お電話・お問い合わせフォーム・公式LINEのいずれかからご予約ください。ご来所のほか、ご自宅への訪問、オンラインでのご相談にも対応しています。
ご相談では、どなたが相続人か/どのような財産があるか/どのように分けたいとお考えかの3点をうかがいます。この段階で、遺産分割協議書の作成だけをご依頼いただくのがよいか、相続手続き全体をご依頼いただくのがよいかの見通しもお伝えします。
※お手元にあればお持ちください(なくてもご相談いただけます):被相続人の戸籍、固定資産税の課税明細書、通帳、遺言書
うかがった内容をもとに、必要な業務と費用をご提示します。基本料金33,000円(税込)のほか、代償分割・換価分割などの分割方法、数次相続、遺産分割協議証明書や相続分譲渡証書の使用といった加算が生じるかどうかを、この段階で確認して費用を確定します。
見積り後に、お聞きしていなかった事情が新たに判明した場合は、追加費用が生じる前に必ずご説明し、ご了解をいただいてから進めます。ご検討のうえ、お断りいただいてもかまいません。
ご依頼をいただいたら、相続人の範囲と、記載する財産の内容を確認します。戸籍の収集や財産の調査もあわせてご依頼いただくことができます。
そのうえで、協議書を何に使うのか(不動産の名義変更/預貯金の解約/相続税の申告など)に合わせて、必要な記載を備えた遺産分割協議書を作成します。遠方にお住まいの相続人がいる場合は、遺産分割協議証明書や相続分譲渡証書を用いる方法もご提案します。
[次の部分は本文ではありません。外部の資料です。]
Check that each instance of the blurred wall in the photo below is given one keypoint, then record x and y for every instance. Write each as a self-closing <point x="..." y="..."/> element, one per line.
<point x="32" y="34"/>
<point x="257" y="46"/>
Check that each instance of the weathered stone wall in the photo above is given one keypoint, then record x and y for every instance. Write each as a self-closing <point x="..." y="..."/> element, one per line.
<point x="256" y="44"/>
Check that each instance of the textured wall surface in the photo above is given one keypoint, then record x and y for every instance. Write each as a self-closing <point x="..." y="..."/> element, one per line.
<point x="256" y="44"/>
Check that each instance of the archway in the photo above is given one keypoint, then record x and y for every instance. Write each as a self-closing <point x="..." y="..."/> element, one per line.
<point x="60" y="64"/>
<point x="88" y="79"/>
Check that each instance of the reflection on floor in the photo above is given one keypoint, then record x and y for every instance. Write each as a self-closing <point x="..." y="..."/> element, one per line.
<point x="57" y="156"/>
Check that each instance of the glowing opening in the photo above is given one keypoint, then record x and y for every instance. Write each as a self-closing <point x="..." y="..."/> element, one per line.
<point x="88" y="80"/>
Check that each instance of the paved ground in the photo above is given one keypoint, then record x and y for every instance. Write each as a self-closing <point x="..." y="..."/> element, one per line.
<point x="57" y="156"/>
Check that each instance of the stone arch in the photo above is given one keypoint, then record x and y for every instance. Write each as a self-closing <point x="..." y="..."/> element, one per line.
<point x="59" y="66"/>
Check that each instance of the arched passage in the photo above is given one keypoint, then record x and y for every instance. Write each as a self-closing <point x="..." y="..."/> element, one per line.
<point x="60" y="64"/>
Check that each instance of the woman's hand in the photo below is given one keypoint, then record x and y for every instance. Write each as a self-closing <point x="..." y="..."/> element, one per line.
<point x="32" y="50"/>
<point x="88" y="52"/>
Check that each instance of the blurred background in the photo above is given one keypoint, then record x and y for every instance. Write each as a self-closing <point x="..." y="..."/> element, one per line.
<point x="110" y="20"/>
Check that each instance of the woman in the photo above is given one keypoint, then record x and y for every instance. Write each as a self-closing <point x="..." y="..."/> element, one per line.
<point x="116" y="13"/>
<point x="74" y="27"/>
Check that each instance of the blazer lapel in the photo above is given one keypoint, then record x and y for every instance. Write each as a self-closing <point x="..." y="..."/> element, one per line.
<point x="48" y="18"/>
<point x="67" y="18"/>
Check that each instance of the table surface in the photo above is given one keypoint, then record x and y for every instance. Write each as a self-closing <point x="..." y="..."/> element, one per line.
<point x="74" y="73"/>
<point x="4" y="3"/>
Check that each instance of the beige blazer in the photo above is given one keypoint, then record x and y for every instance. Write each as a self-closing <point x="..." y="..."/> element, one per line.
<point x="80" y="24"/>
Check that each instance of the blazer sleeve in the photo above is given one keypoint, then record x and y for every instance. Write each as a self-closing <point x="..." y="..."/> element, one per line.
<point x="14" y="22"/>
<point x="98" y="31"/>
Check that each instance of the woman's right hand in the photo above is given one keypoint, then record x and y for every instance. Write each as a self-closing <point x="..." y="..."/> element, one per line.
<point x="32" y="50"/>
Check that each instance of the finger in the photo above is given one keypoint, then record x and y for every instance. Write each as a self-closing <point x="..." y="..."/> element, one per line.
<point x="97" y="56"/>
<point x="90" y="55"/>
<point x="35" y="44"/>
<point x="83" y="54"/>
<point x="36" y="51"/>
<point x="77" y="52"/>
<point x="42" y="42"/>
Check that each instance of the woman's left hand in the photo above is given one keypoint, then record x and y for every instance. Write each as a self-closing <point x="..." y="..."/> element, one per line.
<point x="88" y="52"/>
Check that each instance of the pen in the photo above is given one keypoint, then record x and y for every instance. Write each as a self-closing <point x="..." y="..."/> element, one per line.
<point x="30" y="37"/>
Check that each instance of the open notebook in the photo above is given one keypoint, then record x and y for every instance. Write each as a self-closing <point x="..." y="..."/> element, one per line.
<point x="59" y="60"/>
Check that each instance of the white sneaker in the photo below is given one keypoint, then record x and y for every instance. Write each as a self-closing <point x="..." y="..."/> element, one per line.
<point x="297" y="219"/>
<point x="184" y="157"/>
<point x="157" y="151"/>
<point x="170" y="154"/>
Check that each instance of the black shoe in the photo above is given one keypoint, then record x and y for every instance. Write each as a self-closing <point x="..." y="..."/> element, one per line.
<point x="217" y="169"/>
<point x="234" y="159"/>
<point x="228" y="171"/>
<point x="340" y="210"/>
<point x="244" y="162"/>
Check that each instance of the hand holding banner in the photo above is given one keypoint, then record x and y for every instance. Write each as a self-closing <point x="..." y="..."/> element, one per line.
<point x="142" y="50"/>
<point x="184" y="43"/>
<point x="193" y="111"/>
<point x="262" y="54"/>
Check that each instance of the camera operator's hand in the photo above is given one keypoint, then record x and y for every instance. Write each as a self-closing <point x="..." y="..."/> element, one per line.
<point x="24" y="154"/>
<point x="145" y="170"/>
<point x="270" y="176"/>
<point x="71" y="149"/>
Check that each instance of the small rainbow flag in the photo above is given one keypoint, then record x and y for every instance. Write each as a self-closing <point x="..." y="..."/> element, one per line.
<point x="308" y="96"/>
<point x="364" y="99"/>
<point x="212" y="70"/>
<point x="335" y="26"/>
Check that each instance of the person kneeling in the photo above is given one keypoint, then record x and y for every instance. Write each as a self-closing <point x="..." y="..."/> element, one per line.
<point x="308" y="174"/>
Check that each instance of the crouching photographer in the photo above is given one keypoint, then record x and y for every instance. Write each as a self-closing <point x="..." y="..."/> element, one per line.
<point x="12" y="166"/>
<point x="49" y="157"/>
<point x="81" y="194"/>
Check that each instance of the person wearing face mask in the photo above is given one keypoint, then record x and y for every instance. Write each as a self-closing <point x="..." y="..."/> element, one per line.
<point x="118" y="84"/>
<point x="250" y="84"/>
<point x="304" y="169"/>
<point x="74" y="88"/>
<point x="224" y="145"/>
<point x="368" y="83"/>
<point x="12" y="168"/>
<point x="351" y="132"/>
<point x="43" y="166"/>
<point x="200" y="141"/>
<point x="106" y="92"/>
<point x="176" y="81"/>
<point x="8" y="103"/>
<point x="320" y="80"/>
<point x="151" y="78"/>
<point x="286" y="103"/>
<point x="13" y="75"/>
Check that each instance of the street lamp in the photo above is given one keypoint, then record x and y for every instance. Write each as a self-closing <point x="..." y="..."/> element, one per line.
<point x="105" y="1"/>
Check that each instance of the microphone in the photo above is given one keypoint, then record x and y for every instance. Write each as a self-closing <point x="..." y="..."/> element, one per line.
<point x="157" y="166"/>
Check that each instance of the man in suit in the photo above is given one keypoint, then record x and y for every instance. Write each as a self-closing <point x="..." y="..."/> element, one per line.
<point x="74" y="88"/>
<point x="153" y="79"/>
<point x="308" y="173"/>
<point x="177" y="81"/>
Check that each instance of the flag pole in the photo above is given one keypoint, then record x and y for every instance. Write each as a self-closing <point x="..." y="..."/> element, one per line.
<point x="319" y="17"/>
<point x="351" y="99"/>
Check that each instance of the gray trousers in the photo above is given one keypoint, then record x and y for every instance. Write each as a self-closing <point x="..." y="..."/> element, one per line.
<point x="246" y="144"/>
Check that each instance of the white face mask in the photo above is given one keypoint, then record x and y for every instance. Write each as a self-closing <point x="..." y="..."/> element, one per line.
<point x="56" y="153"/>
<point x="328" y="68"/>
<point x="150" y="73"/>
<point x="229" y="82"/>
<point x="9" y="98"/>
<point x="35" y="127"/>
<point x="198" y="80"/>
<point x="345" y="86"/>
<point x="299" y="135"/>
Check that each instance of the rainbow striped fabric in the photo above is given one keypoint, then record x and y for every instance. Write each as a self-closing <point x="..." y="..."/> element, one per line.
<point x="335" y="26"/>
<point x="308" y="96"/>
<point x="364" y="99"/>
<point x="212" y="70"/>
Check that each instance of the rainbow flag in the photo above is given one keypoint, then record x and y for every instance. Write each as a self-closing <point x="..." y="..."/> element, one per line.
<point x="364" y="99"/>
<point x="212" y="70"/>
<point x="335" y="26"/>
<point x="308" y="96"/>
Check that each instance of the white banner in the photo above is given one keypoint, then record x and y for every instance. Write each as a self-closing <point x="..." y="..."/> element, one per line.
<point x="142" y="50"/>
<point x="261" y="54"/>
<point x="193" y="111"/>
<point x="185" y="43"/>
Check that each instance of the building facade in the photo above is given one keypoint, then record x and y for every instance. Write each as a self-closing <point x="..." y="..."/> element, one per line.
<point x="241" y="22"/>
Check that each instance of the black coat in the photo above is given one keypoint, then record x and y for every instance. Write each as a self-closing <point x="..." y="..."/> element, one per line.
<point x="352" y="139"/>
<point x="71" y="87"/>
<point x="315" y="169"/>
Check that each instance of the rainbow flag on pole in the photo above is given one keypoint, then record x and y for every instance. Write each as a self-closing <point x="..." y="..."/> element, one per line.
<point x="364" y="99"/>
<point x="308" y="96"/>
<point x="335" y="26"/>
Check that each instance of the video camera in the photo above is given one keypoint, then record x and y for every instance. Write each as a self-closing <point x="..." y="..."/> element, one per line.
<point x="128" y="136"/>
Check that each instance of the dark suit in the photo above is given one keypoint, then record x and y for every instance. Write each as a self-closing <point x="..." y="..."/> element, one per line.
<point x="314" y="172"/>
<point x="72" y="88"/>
作成した案文はご確認いただき、修正のご希望があればお申し付けください。
内容が確定したら、相続人の皆様にご署名と実印でのご押印をいただきます。 あわせて、相続人全員の印鑑証明書をご用意ください。
相続人が遠方にお住まいの場合は、郵送でのやりとりに対応しています。ご希望があれば、他の相続人の方へ経緯や分割案をご説明する書面(相続人への通知・説明・提案書/一式22,000円・税込)の作成も承ります。
署名・押印がそろえば、遺産分割協議書の完成です。その後の名義変更をご自身で進めていただくことも、当事務所にご依頼いただくこともできます。
▶ 名義変更まであわせてご依頼いただく場合は、相続手続きの代行 をご覧ください。
▶ 不動産の相続登記は提携司法書士、相続税の申告は提携税理士と連携して対応します。
対応地域
彦根市・長浜市・米原市・東近江市を中心に、滋賀県全域に対応しています。相続人が遠方にお住まいの場合は、遺産分割協議証明書や相続分譲渡証書を用いて郵送でお手続きを進めることができるため、県外・全国からのご依頼にも対応しています。彦根市役所で開催される無料相談会では、相談員として相続のご相談を承っています。
遺産分割協議書のよくある質問
遺産分割協議書は必ず作成しなければならないのですか?
相続人がお一人の場合や、遺言書のとおりに分ける場合は、原則として必要ありません。相続人が2人以上いて、話し合いで分け方を決める場合には、不動産の名義変更や預貯金の解約、相続税の申告で提出を求められるため、作成しておくのが一般的です。
相続人の一人が遠方に住んでいて、協議書を回すのが難しいのですが。
1枚の遺産分割協議書に全員のご署名・ご押印をいただく方法のほかに、相続人ごとに同じ内容の書面を作成する「遺産分割協議証明書」を使う方法があります。相続分を他の相続人に譲る場合には「相続分譲渡証書」を用いることもあります。ご事情をうかがったうえで、進めやすい方法をご提案します。
遺産分割協議書を自分で作成し、後から間違いに気づいた場合はどうなりますか?
記載漏れの財産が後から見つかった場合、その財産について改めて相続人全員で協議し、協議書を作り直す必要が生じます。相続人がお亡くなりになっているとその相続人も加わることになり、負担が大きくなります。作成前に相続人と財産の範囲を確認しておくことが大切です。
相続人に未成年者や認知症の方がいる場合も作成できますか?
未成年者が相続人にいる場合は家庭裁判所で特別代理人の選任が必要になることがあり、判断能力が十分でない方がいる場合は成年後見人等が協議に加わることになります。ご本人がそのまま署名・押印した協議書は、後に効力が問題となるおそれがあります。当事務所は社会福祉士として成年後見の実務にも携わっていますので、あわせてご相談ください。
遺産分割協議書の作成だけを依頼できますか?費用はいくらですか?
承ります。基本料金33,000円(税込)で、代償分割・換価分割などの分割方法や数次相続がある場合、遺産分割協議証明書・相続分譲渡証書を使用する場合は、各11,000円(税込)の加算となります。作成後の預貯金の解約や不動産の名義変更をご自身で進めていただくことも可能です。